How Field AI is Conquering Unstructured Autonomy



One of the biggest challenges for robotics right now is practical autonomous operation in unstructured environments. That is, doing useful stuff in places your robot hasn’t been before and where things may not be as familiar as your robot might like. Robots thrive on predictability, which has put some irksome restrictions on where and how they can be successfully deployed.

But over the last few years, this has started to change, thanks in large part to a couple of pivotal robotics challenges put on by DARPA. The DARPA Subterranean Challenge ran from 2018 to 2021, putting mobile robots through a series of unstructured underground environments. And the currently ongoing DARPA RACER program tasks autonomous vehicles with navigating long distances off-road. Some extremely impressive technology has been developed through these programs, but there’s always a gap between this cutting-edge research and any real-world applications.

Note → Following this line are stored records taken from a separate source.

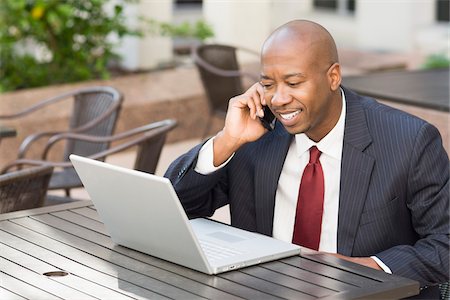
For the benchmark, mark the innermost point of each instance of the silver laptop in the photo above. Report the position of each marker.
(142, 211)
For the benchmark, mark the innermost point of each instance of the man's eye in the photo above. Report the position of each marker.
(266, 85)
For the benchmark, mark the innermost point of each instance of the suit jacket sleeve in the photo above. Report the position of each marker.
(428, 186)
(199, 194)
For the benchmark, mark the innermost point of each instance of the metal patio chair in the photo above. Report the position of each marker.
(95, 111)
(148, 139)
(221, 75)
(24, 189)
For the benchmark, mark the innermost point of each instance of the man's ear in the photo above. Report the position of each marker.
(334, 76)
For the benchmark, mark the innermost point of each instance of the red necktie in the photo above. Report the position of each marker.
(308, 218)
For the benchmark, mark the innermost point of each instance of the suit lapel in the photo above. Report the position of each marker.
(356, 170)
(267, 174)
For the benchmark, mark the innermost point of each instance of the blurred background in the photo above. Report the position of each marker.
(143, 49)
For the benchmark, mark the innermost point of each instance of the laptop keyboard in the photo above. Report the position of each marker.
(216, 252)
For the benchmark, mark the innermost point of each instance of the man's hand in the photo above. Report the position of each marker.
(241, 123)
(365, 261)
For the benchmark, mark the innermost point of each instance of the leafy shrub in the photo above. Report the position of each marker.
(54, 41)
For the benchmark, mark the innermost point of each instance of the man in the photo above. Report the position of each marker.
(384, 174)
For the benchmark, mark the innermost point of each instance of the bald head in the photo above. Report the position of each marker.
(310, 39)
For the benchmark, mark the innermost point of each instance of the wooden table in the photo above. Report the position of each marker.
(7, 132)
(70, 238)
(423, 88)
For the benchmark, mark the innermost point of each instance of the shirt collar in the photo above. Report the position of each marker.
(331, 144)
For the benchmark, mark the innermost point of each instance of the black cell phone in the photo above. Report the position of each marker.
(269, 119)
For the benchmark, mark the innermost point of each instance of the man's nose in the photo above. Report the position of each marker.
(281, 97)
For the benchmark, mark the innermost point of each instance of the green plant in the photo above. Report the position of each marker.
(199, 30)
(436, 61)
(54, 41)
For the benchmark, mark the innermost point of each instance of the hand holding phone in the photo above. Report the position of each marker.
(268, 121)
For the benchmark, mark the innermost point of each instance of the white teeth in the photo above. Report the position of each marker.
(290, 115)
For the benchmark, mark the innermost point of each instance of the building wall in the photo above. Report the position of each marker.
(401, 26)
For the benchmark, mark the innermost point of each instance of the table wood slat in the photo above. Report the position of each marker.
(87, 212)
(265, 286)
(347, 277)
(72, 280)
(306, 276)
(219, 283)
(80, 220)
(7, 294)
(34, 285)
(125, 262)
(20, 287)
(308, 288)
(60, 243)
(71, 237)
(74, 267)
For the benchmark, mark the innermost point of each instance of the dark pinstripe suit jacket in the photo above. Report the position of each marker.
(394, 195)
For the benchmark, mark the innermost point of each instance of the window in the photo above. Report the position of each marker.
(442, 10)
(340, 6)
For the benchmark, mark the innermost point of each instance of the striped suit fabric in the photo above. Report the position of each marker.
(394, 193)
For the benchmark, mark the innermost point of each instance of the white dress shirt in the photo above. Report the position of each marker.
(287, 192)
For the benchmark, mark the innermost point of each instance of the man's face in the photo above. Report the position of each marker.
(299, 90)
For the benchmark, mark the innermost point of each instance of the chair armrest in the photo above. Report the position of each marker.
(29, 140)
(102, 139)
(18, 163)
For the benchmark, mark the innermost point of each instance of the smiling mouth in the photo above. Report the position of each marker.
(290, 116)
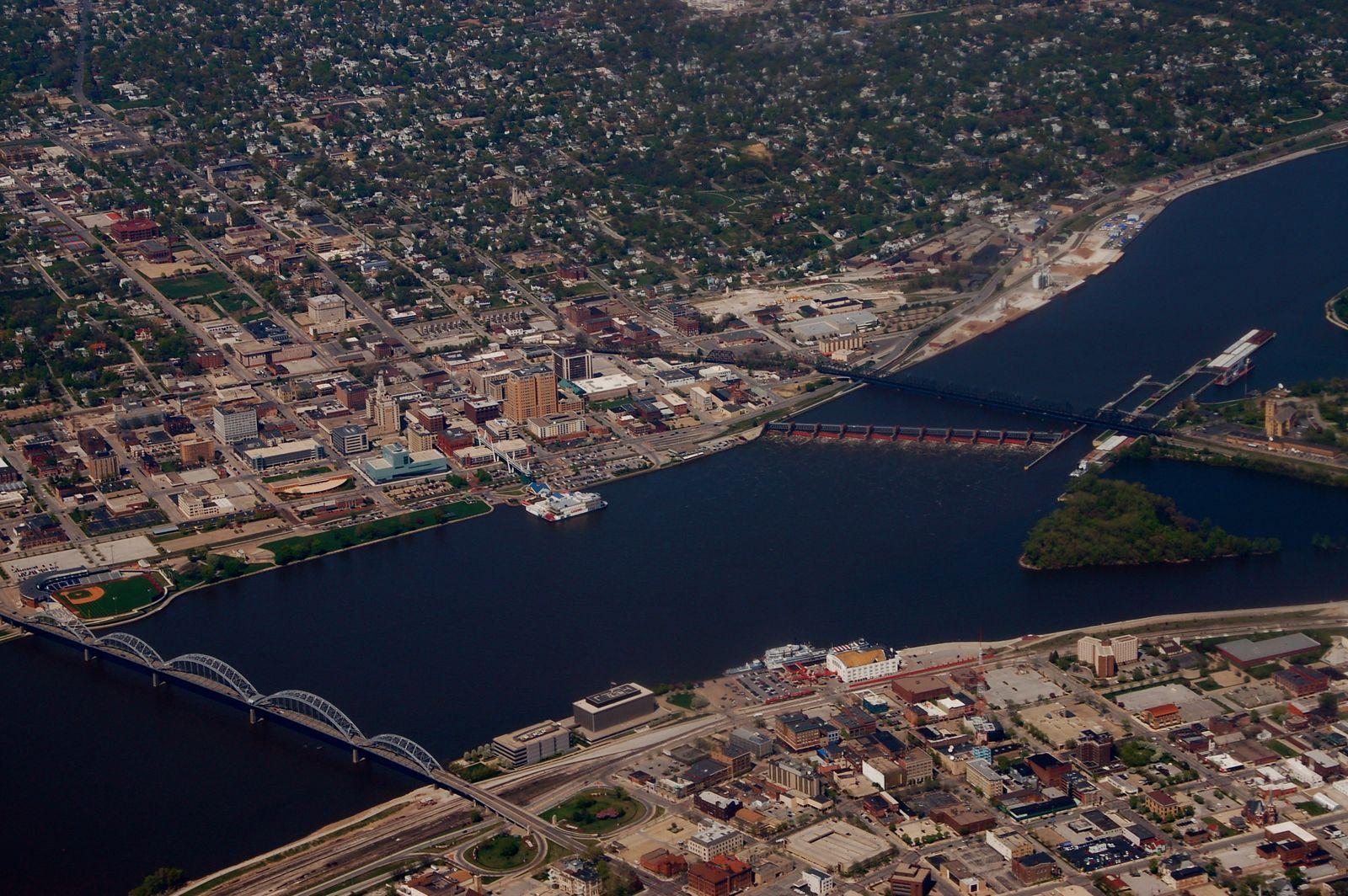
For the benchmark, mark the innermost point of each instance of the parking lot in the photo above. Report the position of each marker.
(986, 862)
(1099, 855)
(763, 685)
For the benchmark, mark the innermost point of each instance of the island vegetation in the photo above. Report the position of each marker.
(1111, 522)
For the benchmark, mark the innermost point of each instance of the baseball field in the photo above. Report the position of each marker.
(110, 599)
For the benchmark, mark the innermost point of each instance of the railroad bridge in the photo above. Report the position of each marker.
(302, 711)
(1103, 418)
(1017, 438)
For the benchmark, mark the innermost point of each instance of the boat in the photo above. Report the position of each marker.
(556, 507)
(793, 655)
(1233, 374)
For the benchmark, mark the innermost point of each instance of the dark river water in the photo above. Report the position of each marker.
(460, 633)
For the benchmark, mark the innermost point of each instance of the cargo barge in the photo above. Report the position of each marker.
(1237, 361)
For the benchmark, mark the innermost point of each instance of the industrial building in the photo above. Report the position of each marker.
(615, 709)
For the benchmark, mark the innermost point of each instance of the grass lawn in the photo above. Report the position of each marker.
(121, 596)
(302, 546)
(193, 285)
(503, 853)
(476, 772)
(1134, 754)
(1282, 749)
(596, 812)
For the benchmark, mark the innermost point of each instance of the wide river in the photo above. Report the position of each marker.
(460, 633)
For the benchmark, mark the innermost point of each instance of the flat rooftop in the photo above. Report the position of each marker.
(617, 694)
(1246, 651)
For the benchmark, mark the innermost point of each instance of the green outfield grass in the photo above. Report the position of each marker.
(120, 596)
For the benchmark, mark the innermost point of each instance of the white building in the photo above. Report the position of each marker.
(285, 455)
(532, 744)
(863, 664)
(327, 314)
(235, 424)
(1122, 648)
(714, 839)
(819, 883)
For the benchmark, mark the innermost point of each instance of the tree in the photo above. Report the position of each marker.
(162, 880)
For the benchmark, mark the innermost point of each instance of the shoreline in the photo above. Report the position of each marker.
(927, 348)
(916, 354)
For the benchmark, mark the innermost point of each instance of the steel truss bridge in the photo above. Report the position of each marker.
(301, 711)
(1103, 418)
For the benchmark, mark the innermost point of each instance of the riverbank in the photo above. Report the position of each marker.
(1013, 300)
(1336, 310)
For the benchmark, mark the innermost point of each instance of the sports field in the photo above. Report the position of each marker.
(110, 599)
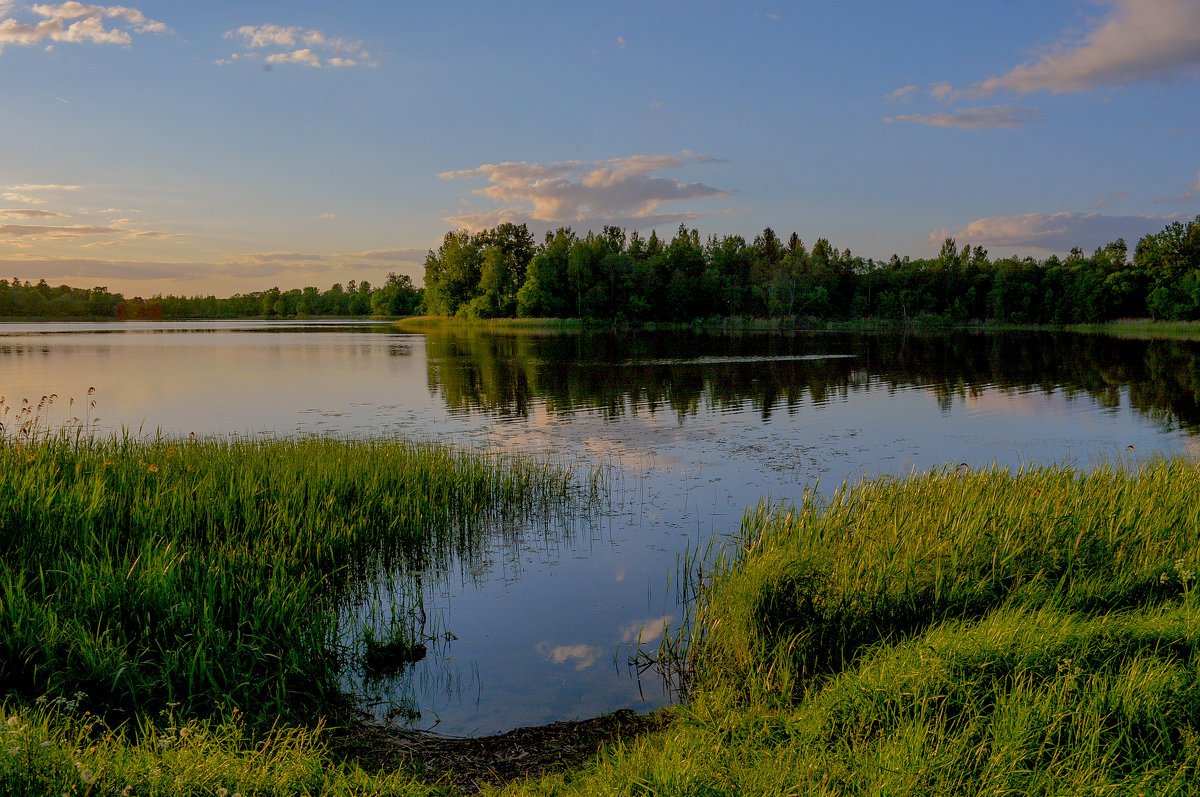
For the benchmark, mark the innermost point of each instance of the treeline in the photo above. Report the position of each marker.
(682, 372)
(396, 297)
(625, 277)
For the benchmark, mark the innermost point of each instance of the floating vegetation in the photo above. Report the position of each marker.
(204, 573)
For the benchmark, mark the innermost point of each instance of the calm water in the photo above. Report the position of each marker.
(695, 429)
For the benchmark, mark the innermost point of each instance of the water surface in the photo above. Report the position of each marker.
(694, 429)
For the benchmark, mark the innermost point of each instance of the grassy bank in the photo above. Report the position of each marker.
(203, 574)
(443, 323)
(1133, 328)
(957, 634)
(951, 633)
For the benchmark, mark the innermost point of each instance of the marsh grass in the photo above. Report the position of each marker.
(203, 573)
(1144, 329)
(943, 634)
(952, 633)
(449, 323)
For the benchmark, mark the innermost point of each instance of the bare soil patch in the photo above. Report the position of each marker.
(471, 763)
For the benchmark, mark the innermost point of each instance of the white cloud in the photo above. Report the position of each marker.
(973, 118)
(1192, 193)
(1051, 233)
(53, 233)
(619, 191)
(276, 257)
(1138, 40)
(304, 55)
(265, 35)
(73, 269)
(297, 46)
(408, 255)
(76, 23)
(22, 213)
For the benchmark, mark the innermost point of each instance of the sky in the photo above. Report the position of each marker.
(228, 147)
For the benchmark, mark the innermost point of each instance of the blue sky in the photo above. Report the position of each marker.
(227, 147)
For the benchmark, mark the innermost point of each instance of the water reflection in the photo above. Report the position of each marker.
(508, 376)
(533, 621)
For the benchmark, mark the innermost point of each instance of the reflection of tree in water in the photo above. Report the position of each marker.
(504, 375)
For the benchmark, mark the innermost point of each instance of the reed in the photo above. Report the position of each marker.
(943, 634)
(204, 573)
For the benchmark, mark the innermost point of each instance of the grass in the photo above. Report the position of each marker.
(1144, 329)
(205, 573)
(448, 323)
(946, 634)
(949, 633)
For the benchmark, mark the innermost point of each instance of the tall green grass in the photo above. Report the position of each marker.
(943, 634)
(202, 571)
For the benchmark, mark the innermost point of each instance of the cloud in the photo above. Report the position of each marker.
(1138, 40)
(22, 192)
(75, 269)
(305, 57)
(1189, 196)
(901, 95)
(1053, 233)
(54, 233)
(583, 655)
(276, 257)
(407, 255)
(22, 213)
(76, 23)
(30, 186)
(297, 46)
(973, 118)
(647, 630)
(621, 191)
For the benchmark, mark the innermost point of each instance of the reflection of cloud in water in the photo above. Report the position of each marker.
(1192, 444)
(583, 655)
(1019, 403)
(724, 360)
(647, 630)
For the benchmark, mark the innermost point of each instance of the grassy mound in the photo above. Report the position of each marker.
(204, 573)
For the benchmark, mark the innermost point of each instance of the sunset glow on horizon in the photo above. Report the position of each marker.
(231, 147)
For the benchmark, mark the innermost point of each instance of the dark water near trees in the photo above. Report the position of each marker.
(693, 429)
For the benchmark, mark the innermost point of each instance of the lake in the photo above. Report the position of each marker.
(689, 430)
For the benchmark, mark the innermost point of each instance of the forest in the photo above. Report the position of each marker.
(396, 297)
(627, 277)
(621, 276)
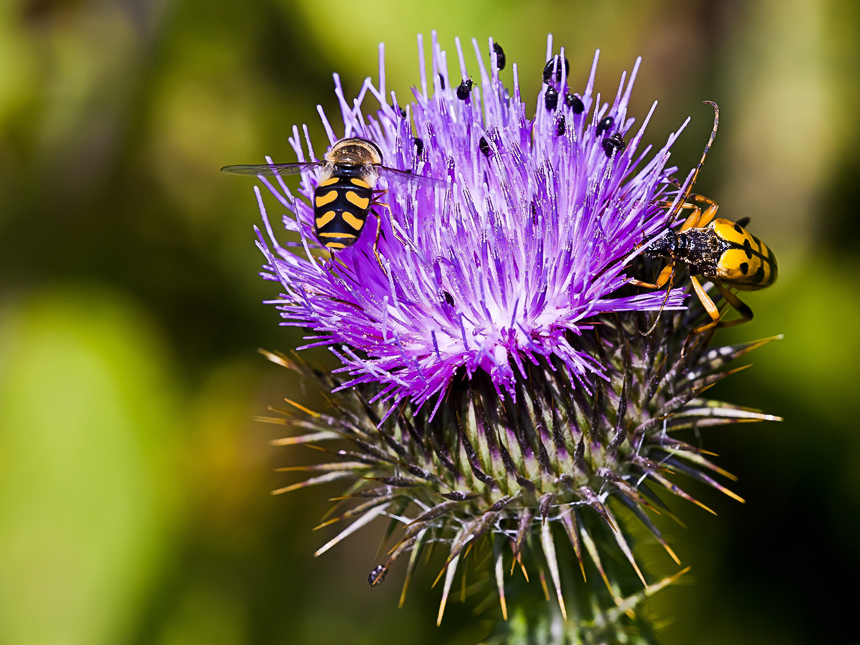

Now, a bunch of the folks involved in these challenges, including experienced roboticists from NASA, DARPA, Google DeepMind, Amazon, and Cruise (to name just a few places) are applying everything that they’ve learned to enable real-world practical autonomy for mobile robots at a startup called Field AI.


Field AI was co-founded by Ali Agha, who previously was the leader of NASA JPL’s Aerial Mobility Group. While at JPL, Agha led Team CoSTAR, which won the DARPA Subterranean Challenge Urban Circuit. Agha has also been the principal investigator for DARPA RACER, first with JPL, and now continuing with Field AI. “Field AI is not just a startup,” Agha tells us. “It’s a culmination of decades of experience in AI and its deployment in the field.”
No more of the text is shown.